Interpretable Representation Learning for Wound Healing Dynamics
Prof. Bianca Dumitrascu (Columbia University)
Special DMLS Seminar
- 12:30 UZH Y35-F-32 Irchel Campus
Abstract Single-cell RNA-seq enables the study of cell states across diverse biological conditions, such as aging, drug treatments, and tissue injury. However, disentangling shared and condition-specific transcriptomic patterns remains a significant computational challenge, particularly in settings with missing data or complex experimental designs. In this talk, I will introduce Patches, a deep generative framework designed to disentangle these transcriptomic signals, allowing for robust integration, cross-condition prediction, and biologically interpretable insights. Using real and simulated scRNA-seq datasets, we demonstrate how Patches uncovers shared wound healing patterns and distinct changes in cell behavior, including age-dependent immune responses and drug-modulated extracellular matrix remodeling. Finally, I will discuss open problems towards a pipeline for synthetic regeneration which includes identifying and designing targeted therapeutic interventions to accelerate wound healing.
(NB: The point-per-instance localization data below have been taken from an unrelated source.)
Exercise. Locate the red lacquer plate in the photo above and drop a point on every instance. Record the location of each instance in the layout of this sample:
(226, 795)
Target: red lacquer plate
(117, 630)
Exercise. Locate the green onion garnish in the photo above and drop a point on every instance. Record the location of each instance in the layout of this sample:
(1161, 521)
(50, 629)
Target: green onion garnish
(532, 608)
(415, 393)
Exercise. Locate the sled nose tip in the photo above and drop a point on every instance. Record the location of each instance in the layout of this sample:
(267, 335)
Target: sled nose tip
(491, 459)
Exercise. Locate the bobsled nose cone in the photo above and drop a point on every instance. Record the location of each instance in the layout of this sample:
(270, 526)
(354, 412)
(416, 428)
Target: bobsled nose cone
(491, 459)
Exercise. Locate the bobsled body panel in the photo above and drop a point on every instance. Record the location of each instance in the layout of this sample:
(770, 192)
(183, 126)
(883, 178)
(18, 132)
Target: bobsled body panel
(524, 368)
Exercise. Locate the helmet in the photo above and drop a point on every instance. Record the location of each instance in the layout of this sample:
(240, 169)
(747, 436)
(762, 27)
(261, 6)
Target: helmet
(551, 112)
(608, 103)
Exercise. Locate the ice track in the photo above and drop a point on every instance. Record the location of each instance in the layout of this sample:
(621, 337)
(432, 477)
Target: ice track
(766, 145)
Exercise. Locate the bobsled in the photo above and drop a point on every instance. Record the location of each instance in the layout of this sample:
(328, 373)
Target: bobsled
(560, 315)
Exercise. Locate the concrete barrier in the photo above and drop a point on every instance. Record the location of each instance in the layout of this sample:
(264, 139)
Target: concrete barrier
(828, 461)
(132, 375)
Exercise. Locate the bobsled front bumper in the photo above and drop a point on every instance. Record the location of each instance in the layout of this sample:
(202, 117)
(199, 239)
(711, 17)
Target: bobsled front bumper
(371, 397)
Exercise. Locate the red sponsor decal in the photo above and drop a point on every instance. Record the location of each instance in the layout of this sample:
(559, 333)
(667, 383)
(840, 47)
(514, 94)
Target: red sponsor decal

Bio Bianca Dumitrascu joined Columbia University in the Spring 2023 as an Assistant Professor of Statistics and Herbert and Florence Irving Assistant Professor of Cancer Data Research. Before joining Columbia, she was a Departmental Early Career Fellow at the University of Cambridge. Previously, she was a Member of the School of Mathematics at the Institute for Advanced Study. She earned her PhD in Computational Biology at Princeton University, focusing on experimental design in single-cell gene expression studies and methods for high-dimensional medical and genomic data, and completed her undergraduate studies in Mathematics at MIT.
Professor Dumitrascu leads the Computational Morphogenesis Lab where her research bridges machine learning and genetics to uncover how molecular interactions shape emergent patterns in biological systems. Inspired by the processes of regeneration and wound healing, she develops computational methods with roots in statistics, graph neural networks, domain adaptation, and active learning to advance understanding in spatial transcriptomics and cellular development. Her work sheds light on how cells coordinate and adapt in response to injury or during early developmental processes.